Court Opinion

ID: 9455895
Source: CourtListenerOpinion
Date Created: 2023-08-04 19:36:43.743037+00
Date Added: 2024-06-11T17:34:46.882338
License: Public Domain

KILEY, Circuit Judge,
concurring.
I concur in Judge Eschbach’s opinion for the court in the above cause, although I wish to comment below on the claim that the district court erred in permitting cross-examination of Escobe-do with respect to his prior convictions for similar narcotic offenses. Escobedo does not claim that the court committed constitutional error in its ruling and does not contend that the evidence is insufficient to support his conviction. Under these circumstances I see no valid reason for finding, if error was committed in the ruling, that reversal is compelled.
However, I hesitate to agree that there is an “established rule” in this circuit which contemplates in all cases as a mere exercise of discretion, use of prior convictions for impeachment purposes.
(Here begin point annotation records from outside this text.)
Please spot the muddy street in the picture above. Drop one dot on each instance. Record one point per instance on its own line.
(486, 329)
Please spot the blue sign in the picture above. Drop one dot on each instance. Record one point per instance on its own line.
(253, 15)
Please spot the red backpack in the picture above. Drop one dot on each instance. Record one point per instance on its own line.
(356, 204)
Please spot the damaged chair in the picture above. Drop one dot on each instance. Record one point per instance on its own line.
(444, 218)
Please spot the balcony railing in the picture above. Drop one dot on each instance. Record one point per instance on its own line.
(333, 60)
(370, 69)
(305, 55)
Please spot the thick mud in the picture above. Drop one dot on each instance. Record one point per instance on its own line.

It is true that two judges of this court participated in United States v. Morefield, 411 F.2d 1186 (7th Cir. 1969), and three other judges of this court in United States v. Cox, 428 F.2d 683, No. 17484, 7th Cir., June 16, 1970, and presumably the five agreed to the general rule that evidence of a prior conviction is per se relevant to credibility. This is not, however, an established rule in the sense that a majority of active judges announced that rule as the rule of this circuit.
In my view there may well be cases in which reversible constitutional error may be committed by a trial judge in exercising his discretion with respect to impeaching testimony on the ground of prior conviction. Furthermore, with deference to the panel of this court in Cox, I think we should not reject, without further consideration, the “rule of thumb” which the District of Columbia Circuit has adopted and which the Second Circuit will apparently follow.
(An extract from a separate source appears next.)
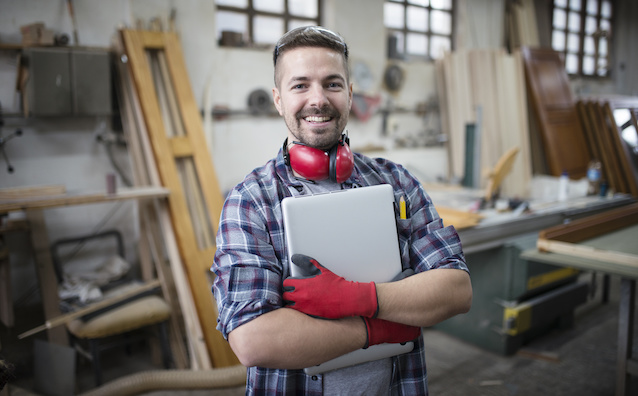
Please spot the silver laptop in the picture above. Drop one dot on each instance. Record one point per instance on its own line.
(353, 233)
The District of Columbia Circuit’s “rule of thumb” would limit the introduction of evidence of prior convictions to crimen falsi — “crimes involving] the element of falsehood. * * *” Black’s Dictionary, 4th Ed.1 I must disagree with the court’s view in Cox that this rule does not provide a “manifestly satisfactory resolution” of the problem of impeachment by prior conviction. It should be noted in this context that in More field, which was cited with approval in Cox 2 and by the majority opinion in this case, the court referred to the “trial court [’s] thoughtful exercise of discretion” in prohibiting proof of prior robbery, breaking and entering, and theft convictions at Morefield’s trial for robbery of a federal bank. The effect of the prohibition was to admit only the prior crimen falsi offenses bearing on Morefield’s credibility.
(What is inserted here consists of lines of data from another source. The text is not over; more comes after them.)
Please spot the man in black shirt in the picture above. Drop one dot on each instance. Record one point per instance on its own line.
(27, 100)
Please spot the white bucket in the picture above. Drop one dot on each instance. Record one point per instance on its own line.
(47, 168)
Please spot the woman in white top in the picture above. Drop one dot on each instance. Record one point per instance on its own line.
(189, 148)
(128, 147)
It is likely that the court in Morefield considered the trial court “thoughtful” in its ruling because the prior offenses were similar. Gordon v. United States, 127 U.S.App.D.C. 343, 383 F.2d 936, *22939-940 (1967). But it might well be that the trial court would have been just as “thoughtful” in prohibiting the proof of those offenses because the proof would shed no light on whether More-field was telling the truth in defending the charge subject of this court’s opinion. It could be that evidence of prior convictions for offenses similar to those on trial — not within the crimen falsi— should be excluded on the grounds that such evidence would more likely lead a jury to believe that because a defendant committed the prior similar offenses he committed the one with which he was charged, rather than that his testimony should be discounted because the proof of the prior convictions rendered him less credible than he otherwise would have been.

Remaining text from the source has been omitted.